Geänderte Anforderungen, andere Kinder? „Nein“, meint Markus Giger. „Die Kinder sind die gleichen wie früher. Sie haben alle ihre Stärken und Schwächen. Verändert hat sich nur die Art und Weise, wie die Schule damit umgeht.“ Habe man früher lernschwache oder verhaltensauffällige Kinder in den Grossklassen „einfach mitgenommen“, so schaue man heute genauer hin und versuche, festgestellte intellektuelle und kognitive Defizite professionell zu beheben.

Das Resultat: Die Schule wendet heute viel Zeit und auch viel Geld auf für Gespräche, Beratungen und schulpsychologische Abklärungen. Und für zusätzlichen Deutschunterricht oder fördernde Sondermassnahmen bei Defiziten in der Bewegungskompetenz (Psychomotorik), beim Lesen und Schreiben (Legasthenie), Rechnen (Dyskalkulie) und Sprechen (Logopädie).

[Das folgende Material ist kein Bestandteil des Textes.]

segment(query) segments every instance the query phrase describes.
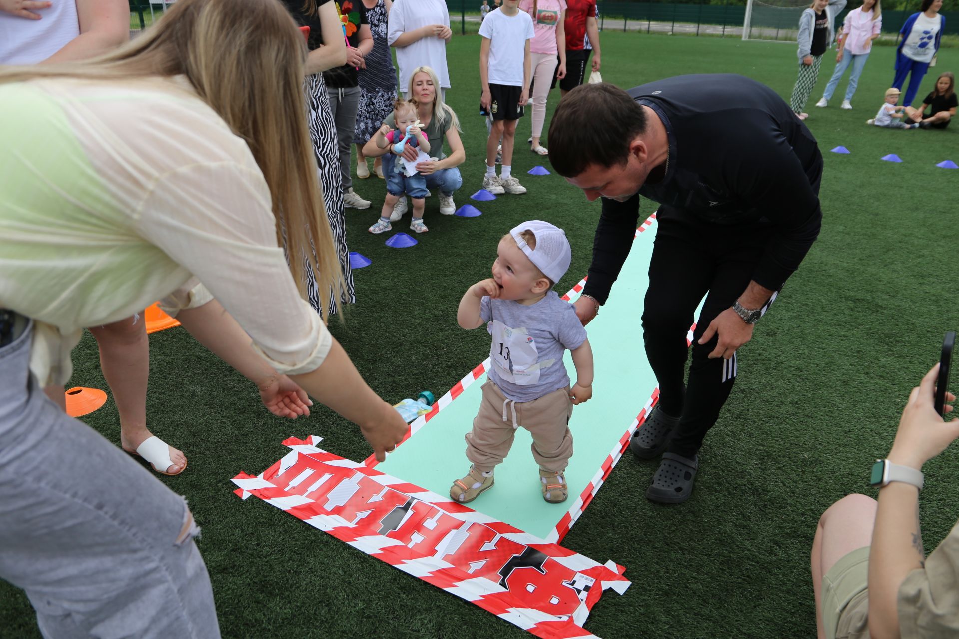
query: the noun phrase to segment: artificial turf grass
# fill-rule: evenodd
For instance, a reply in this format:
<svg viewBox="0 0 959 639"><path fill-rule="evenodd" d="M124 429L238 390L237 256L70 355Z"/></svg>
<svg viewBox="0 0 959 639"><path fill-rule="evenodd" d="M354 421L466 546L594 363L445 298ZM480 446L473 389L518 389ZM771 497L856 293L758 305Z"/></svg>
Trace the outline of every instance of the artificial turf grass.
<svg viewBox="0 0 959 639"><path fill-rule="evenodd" d="M602 38L603 78L625 88L682 73L738 72L788 98L795 80L790 45L612 32ZM455 37L448 47L455 83L448 95L467 149L457 205L480 188L482 175L478 48L475 36ZM848 492L875 495L867 486L869 466L888 451L908 391L934 363L943 332L959 327L950 228L959 171L933 166L959 161L955 125L946 131L865 126L892 79L892 55L888 48L874 52L853 111L811 105L831 73L824 60L807 109L826 162L823 232L739 354L739 378L706 439L690 500L679 507L646 501L642 493L656 462L627 453L564 539L593 559L625 565L633 581L625 595L600 600L586 625L596 634L815 632L808 552L816 519ZM932 71L955 70L957 62L959 53L943 50ZM934 77L924 82L920 99ZM845 80L836 95L844 90ZM549 112L557 100L553 92ZM389 249L385 237L366 232L386 185L355 181L373 204L347 209L350 249L373 264L356 271L359 302L345 325L334 320L331 329L384 398L397 401L423 388L443 393L485 358L488 336L459 330L456 308L470 284L488 276L499 238L515 223L542 217L566 229L573 261L560 291L586 273L598 204L587 203L558 175L526 174L537 164L550 168L526 148L528 121L527 114L518 127L514 172L529 193L474 203L483 216L473 219L441 217L435 195L428 198L431 230L415 247ZM852 154L828 152L838 145ZM891 152L903 163L878 160ZM643 217L653 210L643 201ZM409 215L404 221L397 231L406 231ZM638 317L636 325L624 348L643 356ZM321 446L358 461L369 448L358 429L318 404L308 420L270 416L248 382L182 329L152 335L151 347L150 423L190 459L183 475L160 481L190 498L203 526L199 544L224 636L527 636L258 499L241 501L229 478L266 468L285 454L280 442L290 435L322 435ZM601 354L596 357L601 365ZM74 361L73 385L106 388L89 335ZM594 401L609 400L595 390ZM638 389L632 398L637 410L646 392ZM84 421L118 442L112 401ZM957 462L950 449L924 468L926 551L955 522ZM22 593L0 583L0 636L38 636Z"/></svg>

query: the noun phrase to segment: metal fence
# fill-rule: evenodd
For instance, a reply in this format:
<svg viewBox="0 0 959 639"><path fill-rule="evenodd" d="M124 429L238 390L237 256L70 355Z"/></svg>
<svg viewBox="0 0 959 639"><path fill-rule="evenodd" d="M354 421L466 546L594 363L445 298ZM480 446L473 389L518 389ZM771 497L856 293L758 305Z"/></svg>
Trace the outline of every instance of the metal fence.
<svg viewBox="0 0 959 639"><path fill-rule="evenodd" d="M810 0L811 1L811 0ZM488 0L493 6L493 0ZM861 3L851 0L849 10ZM901 10L882 11L882 33L895 36L905 19L919 11L922 0L908 0ZM482 0L446 0L450 22L454 32L477 33L480 29L480 7ZM599 28L602 31L631 31L646 34L676 34L718 37L742 37L742 25L746 13L745 0L699 0L698 2L624 2L599 0ZM849 11L839 14L836 24L842 24ZM946 14L944 12L944 14ZM798 15L788 13L782 25L769 25L773 30L769 39L782 39L775 32L782 30L783 36L795 40ZM959 34L957 20L947 15L944 34Z"/></svg>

 Abklärungen auf der Unterstufe

Die Abklärungen und die Sondermassnahmen sind zu einem grossen Teil auf die Unterstufe konzentriert. Markus Giger: „Die Arbeitsteilung ist klar. Im Kindergarten sind allfällige Defizite noch schwer zu erkennen. Hier geht es vor allem darum die Kinder spielerisch auf die Besonderheiten des Schulalltags vorzubereiten und bei fremdsprachigen Kindern fehlende Deutschkenntnisse zu vermitteln." In den ersten beiden Jahren der Primarschule werde die Basis für die weitere Beschulung gelegt. Mit der Vermittlung erster Lerninhalte sowie dem Erkennen und Korrigieren allfälliger kognitiver Defizite. "Es ist unser erklärtes Ziel, bis spätestens in der vierten Klasse alle erkannten Defizite behoben zu haben, damit die restliche Schulzeit konzentriert zur Vermittlung von Wissen und Kompetenzen genutzt werden kann“, so Giger. Das System scheint erfolgreich zu sein, sind doch heute auf der Oberstufe kaum mehr Therapien notwendig.

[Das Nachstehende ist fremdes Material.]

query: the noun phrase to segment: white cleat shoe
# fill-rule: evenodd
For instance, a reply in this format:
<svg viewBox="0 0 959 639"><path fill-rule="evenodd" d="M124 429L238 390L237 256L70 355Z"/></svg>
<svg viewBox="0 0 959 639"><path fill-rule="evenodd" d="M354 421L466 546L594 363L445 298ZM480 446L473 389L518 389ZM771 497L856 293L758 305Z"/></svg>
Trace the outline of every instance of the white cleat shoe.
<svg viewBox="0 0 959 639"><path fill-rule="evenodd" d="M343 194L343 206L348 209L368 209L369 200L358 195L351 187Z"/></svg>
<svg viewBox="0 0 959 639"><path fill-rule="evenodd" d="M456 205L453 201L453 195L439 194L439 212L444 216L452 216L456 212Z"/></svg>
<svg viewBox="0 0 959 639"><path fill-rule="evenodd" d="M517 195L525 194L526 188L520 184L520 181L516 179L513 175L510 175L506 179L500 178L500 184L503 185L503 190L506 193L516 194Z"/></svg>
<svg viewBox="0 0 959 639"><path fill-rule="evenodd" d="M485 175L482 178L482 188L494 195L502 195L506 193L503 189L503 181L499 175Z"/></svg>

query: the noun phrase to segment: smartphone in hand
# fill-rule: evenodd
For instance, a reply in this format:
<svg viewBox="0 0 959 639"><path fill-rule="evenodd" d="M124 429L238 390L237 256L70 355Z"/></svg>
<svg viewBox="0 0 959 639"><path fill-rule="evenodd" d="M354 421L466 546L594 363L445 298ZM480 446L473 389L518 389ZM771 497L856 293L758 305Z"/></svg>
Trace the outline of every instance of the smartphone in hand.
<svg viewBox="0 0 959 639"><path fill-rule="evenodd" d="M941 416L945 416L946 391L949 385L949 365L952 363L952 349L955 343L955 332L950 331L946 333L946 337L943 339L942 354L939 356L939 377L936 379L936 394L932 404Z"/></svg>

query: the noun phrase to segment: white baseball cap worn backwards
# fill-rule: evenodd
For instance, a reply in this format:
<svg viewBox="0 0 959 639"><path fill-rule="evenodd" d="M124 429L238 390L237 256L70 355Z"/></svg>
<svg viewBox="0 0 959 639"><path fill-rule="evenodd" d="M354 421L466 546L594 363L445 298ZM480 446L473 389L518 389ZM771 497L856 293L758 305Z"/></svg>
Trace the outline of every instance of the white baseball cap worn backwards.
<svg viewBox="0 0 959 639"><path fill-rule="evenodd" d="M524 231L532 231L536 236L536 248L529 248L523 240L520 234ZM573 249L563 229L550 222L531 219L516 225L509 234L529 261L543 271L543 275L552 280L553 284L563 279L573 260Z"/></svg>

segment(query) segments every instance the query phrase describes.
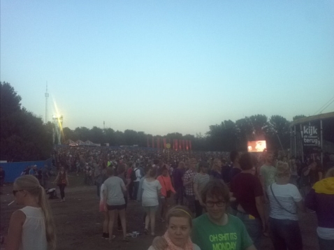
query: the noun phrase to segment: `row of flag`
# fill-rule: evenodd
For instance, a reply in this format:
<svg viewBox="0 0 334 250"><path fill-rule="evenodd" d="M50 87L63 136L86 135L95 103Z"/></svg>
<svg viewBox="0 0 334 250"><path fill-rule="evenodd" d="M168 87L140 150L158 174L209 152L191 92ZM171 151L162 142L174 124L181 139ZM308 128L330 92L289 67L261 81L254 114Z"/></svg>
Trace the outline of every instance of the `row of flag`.
<svg viewBox="0 0 334 250"><path fill-rule="evenodd" d="M160 139L162 139L161 142L160 142ZM167 142L167 140L168 142ZM152 143L150 145L150 140L149 140L147 137L147 147L166 149L167 143L169 143L170 145L170 149L174 150L191 150L191 141L190 140L173 139L173 143L171 143L170 139L152 137Z"/></svg>

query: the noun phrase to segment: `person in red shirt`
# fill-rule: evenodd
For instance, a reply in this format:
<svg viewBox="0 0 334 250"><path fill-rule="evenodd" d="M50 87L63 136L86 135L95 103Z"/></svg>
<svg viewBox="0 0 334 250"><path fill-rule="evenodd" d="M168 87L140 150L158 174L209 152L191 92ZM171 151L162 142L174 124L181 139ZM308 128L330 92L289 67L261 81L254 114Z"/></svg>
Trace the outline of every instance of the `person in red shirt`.
<svg viewBox="0 0 334 250"><path fill-rule="evenodd" d="M161 204L161 221L165 221L166 213L168 208L167 199L170 197L170 193L175 193L175 191L172 185L172 181L170 177L168 175L168 170L166 166L164 166L161 168L161 175L158 176L157 179L161 184L161 196L160 197L160 202Z"/></svg>
<svg viewBox="0 0 334 250"><path fill-rule="evenodd" d="M231 191L238 203L237 216L244 223L256 249L260 249L262 230L267 223L264 215L263 191L261 182L254 176L254 166L249 153L243 154L239 161L241 172L231 182Z"/></svg>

 Mehr Aufwand als im Berufsauftrag vorgesehen

Das „genaue Hinschauen“ in der Unterstufe führe jedoch dazu, dass es für die Lehrpersonen dieser Stufe zu einer nicht zu unterschätzenden zusätzlichen Belastung kommt. Der Schulrat will dem entgegen steuern. Eine Projektgruppe „Unterstufe“ unter der Leitung von Schulrat Andreas Strübi und Schulleiter Markus Giger hat im Juni 2018 die Situation der Lehrpersonen analysiert. In ihrem Bericht, der jetzt dem Schulrat unterbreitet wurde, stellt die Arbeitsgruppe fest, dass „auf der Unterstufe eine sehr hohe Aktivität an Abklärungen und flankierenden Massnahmen herrscht“.

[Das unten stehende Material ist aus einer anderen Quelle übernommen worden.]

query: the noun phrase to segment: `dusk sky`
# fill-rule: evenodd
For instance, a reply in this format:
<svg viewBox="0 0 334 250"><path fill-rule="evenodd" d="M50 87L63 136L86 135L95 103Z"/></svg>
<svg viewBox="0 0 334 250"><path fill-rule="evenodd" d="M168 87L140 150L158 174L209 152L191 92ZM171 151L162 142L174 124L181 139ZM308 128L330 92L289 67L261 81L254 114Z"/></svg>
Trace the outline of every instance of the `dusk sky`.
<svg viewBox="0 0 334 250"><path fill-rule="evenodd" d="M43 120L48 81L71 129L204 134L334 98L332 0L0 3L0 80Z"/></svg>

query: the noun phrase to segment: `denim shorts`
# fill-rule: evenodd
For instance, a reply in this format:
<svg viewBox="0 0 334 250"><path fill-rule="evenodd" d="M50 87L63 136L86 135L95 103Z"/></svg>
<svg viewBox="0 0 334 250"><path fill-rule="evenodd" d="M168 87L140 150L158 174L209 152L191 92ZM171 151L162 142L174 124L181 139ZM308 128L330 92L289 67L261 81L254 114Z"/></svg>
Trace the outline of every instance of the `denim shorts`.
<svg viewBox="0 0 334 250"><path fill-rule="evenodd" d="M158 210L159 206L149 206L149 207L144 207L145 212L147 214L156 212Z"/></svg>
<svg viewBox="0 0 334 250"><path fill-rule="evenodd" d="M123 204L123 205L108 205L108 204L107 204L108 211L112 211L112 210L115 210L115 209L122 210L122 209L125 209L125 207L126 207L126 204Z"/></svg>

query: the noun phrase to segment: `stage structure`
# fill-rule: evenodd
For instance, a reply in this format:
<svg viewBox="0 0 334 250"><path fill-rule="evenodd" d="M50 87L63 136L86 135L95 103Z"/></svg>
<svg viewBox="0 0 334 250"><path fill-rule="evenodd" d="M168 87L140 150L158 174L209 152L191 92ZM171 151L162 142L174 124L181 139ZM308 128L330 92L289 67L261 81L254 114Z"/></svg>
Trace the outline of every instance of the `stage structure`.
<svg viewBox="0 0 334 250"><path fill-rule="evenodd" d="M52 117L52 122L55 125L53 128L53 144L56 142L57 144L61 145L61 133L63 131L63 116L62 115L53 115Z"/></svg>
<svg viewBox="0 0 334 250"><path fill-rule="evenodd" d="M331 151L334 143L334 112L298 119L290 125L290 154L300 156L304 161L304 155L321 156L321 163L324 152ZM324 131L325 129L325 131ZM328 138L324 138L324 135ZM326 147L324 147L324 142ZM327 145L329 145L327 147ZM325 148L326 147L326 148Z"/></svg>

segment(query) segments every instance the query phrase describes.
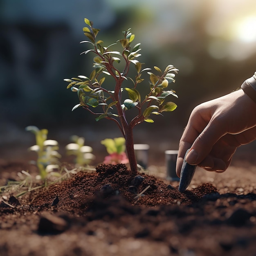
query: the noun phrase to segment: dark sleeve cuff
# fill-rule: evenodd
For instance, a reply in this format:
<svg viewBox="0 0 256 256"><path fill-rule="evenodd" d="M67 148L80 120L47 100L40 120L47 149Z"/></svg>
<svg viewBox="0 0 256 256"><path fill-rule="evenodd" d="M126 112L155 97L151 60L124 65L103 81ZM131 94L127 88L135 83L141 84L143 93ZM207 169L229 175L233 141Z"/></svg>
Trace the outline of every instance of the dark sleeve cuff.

Über ein Viertel der Schüler befänden sich in Abklärungen beim Schulpsychologischen Dienst. Und vergleichbar viele Schüler befänden sich im Therapieprozess. Insgesamt seien „die Lehrpersonen der ersten und zweiten Primarklassen durch Schüler mit erhöhtem Förder- und Betreuungsaufwand“ mit bis zu 170 Betreuungsstunden „in besonders hohem Masse zusätzlich gefordert“. Im Berufsauftrag der Lehrpersonen sind diese Aufgaben mit 134 Stunden für die ganze Klasse dotiert.

 Rest der Klasse darf nicht zu kurz kommen

Der Bericht stellt zudem fest, dass in stark belasteten Klassen die Schüler mit normaler oder hoher Begabung zu kurz kommen. Es fehlten schlichtweg die Ressourcen, einzelnen Kindern mit ihren individuellen Kompetenzniveaus die nötige Aufmerksamkeit zu schenken. Dazu heisst es im Bericht: „Unter dem Aspekt der „Leistungsschule“ stellt die Tendenz der „Defizitorientierung“ für die Unterrichtsqualität eine grosse Belastung dar.

Um die Schulqualität auch für die leistungsstarken Schüler aufrecht zu erhalten, braucht es in einzelnen Klassen einen sehr grossen zusätzlichen Aufwand, welcher auch mit Unterstützung durch Heilpädagoginnen und Klassenassistenzen kaum mehr geleistet werden kann, da die wesentliche Arbeit zum grössten Teil im Auftrag und in der Verantwortung der Klassenlehrperson liegt.“

 Weiteres Vorgehen

Um Gegensteuer zu geben, beantragt die Projektgruppe „Unterstufe“ beispielsweise die Erhöhung des Pools der Klassenassistenz oder eine Optimierung der zusätzlichen personellen Ressourcen für anspruchsvolle Klassen. Auch sollen die erhöhten Ansprüche beim Berufsauftrag der Lehrerinnen und Lehrer berücksichtigt werden. Der Schulrat hat diese Massnahmen zur raschen Weiterbearbeitung ausgewählt.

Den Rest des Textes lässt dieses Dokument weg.